A Terceira Turma do Superior Tribunal de Justiça (STJ) decidiu que a aplicação da teoria menor da desconsideração da personalidade jurídica, decorrente da mera constatação de insolvência do devedor, não autoriza que o sócio colocado no polo passivo da ação seja compelido a pagar multa por litigância de má-fé imposta à sociedade desconsiderada, em momento anterior ao seu ingresso no processo.
Na origem, a ação de uma consumidora contra a empresa foi julgada procedente. Na fase de cumprimento de sentença, foi decretada a desconsideração da personalidade jurídica da executada, e uma sócia – também pessoa jurídica – passou a integrar o polo passivo da demanda. Essa sócia foi intimada para pagar o valor total executado, incluindo a multa por litigância de má-fé imposta à devedora originária.
A impugnação apresentada pela sócia foi rejeitada pelo Tribunal de Justiça de São Paulo (TJSP), que entendeu que a responsabilidade pelo pagamento abrangeria também o valor da multa.
No STJ, foi sustentado que não seria possível presumir que os sócios tivessem conhecimento da litigância de má-fé praticada pela sociedade. Além disso, argumentou-se que a desconsideração da personalidade jurídica não se estende às obrigações decorrentes de multas processuais.
Aplicação da teoria menor na relação de consumo
O ministro Ricardo Villas Bôas Cueva, cujo voto prevaleceu no julgamento, explicou que, ao contrário da teoria maior – em que a desconsideração da personalidade jurídica funciona como uma punição –, para a aplicação da teoria menor não é necessária a comprovação de fraude ou abuso de direito, bastando demonstrar a insolvência da empresa ou o fato de a personalidade jurídica estar impedindo o ressarcimento dos prejuízos causados a terceiros.
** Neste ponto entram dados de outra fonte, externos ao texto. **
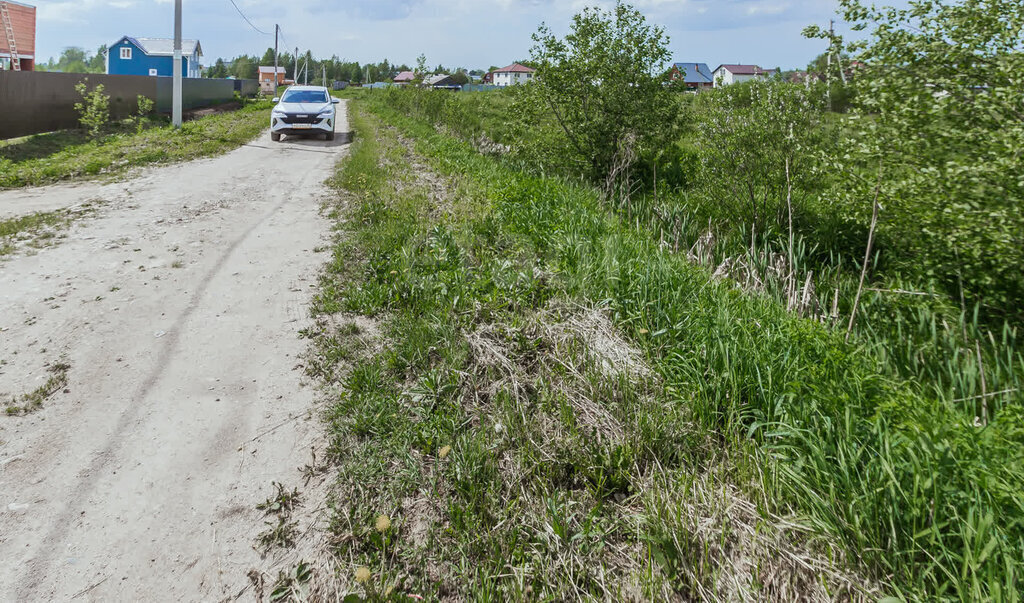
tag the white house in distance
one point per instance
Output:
(733, 74)
(512, 75)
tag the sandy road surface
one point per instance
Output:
(177, 306)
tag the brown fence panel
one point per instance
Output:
(38, 101)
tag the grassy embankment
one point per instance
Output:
(517, 446)
(61, 156)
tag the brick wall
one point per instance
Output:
(23, 17)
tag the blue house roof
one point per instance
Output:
(163, 46)
(695, 73)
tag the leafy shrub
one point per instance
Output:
(604, 86)
(94, 111)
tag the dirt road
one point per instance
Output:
(177, 306)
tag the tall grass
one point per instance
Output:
(925, 497)
(48, 158)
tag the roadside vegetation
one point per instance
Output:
(41, 228)
(773, 357)
(120, 146)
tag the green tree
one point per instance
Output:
(938, 128)
(97, 65)
(94, 111)
(605, 86)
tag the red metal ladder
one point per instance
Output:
(15, 61)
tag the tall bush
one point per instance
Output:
(939, 123)
(604, 86)
(94, 111)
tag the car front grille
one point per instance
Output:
(301, 118)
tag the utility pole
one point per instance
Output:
(832, 27)
(176, 85)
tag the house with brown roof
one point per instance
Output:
(266, 79)
(17, 48)
(404, 78)
(510, 76)
(733, 74)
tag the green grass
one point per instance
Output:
(39, 228)
(34, 400)
(61, 156)
(514, 465)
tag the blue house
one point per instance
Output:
(152, 56)
(694, 76)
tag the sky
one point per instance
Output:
(473, 34)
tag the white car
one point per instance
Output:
(303, 110)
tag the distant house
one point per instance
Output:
(510, 76)
(153, 56)
(733, 74)
(266, 79)
(17, 47)
(441, 82)
(695, 76)
(404, 78)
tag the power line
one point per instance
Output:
(247, 19)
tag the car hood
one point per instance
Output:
(310, 108)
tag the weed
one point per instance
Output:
(61, 156)
(282, 503)
(519, 443)
(34, 400)
(281, 534)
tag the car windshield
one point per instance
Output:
(304, 96)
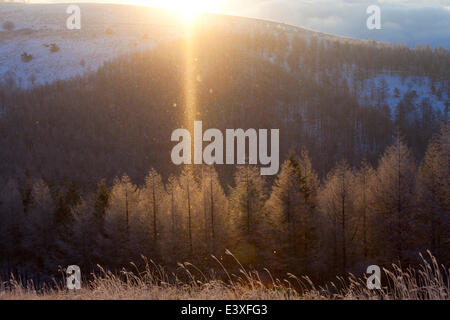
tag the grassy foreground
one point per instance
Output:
(429, 281)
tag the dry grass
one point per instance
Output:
(429, 281)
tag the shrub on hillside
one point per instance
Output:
(25, 57)
(8, 26)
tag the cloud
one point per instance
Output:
(412, 22)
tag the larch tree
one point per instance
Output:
(337, 207)
(247, 201)
(153, 211)
(121, 219)
(433, 193)
(393, 202)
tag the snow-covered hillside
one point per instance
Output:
(107, 31)
(41, 49)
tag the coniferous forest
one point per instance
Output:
(86, 176)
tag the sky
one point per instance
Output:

De acordo com o ministro, a aplicação da teoria menor exige autorização expressa em lei e é restrita a alguns ramos do direito, como o do consumidor, no qual incide para evitar que o lado mais vulnerável da relação de consumo tenha de suportar o risco da atividade empresarial do fornecedor.
Litigância de má-fé não integra a atividade da empresa
Por outro lado, o relator enfatizou que a litigância de má-fé não integra a atividade empresarial, assim como a multa respectiva não está inserida no risco que lhe é inerente, mas decorre do comportamento contrário ao dever de boa-fé processual.
Para Cueva, o fato de a multa aplicada à empresa executada ser cobrada nos mesmos autos em que se discute a relação de consumo “não altera a natureza dessa sanção nem transforma a atuação processual em risco da atividade empresarial”, o que impede que a sócia seja responsabilizada pelo seu pagamento mediante a aplicação da teoria menor da desconsideração da personalidade jurídica.
Embora a multa por litigância de má-fé tenha força executiva equivalente à das demais condenações, o ministro observou que “a dificuldade na sua satisfação não representa obstáculo ao adimplemento de obrigação originada no direito consumerista, requisito indispensável para a aplicação da teoria menor“. Assim, de acordo com o voto vencedor no julgamento, a responsabilização da sócia pela multa por litigância de má-fé exigiria que fossem demonstrados os requisitos da teoria maior – o que não ocorreu no processo.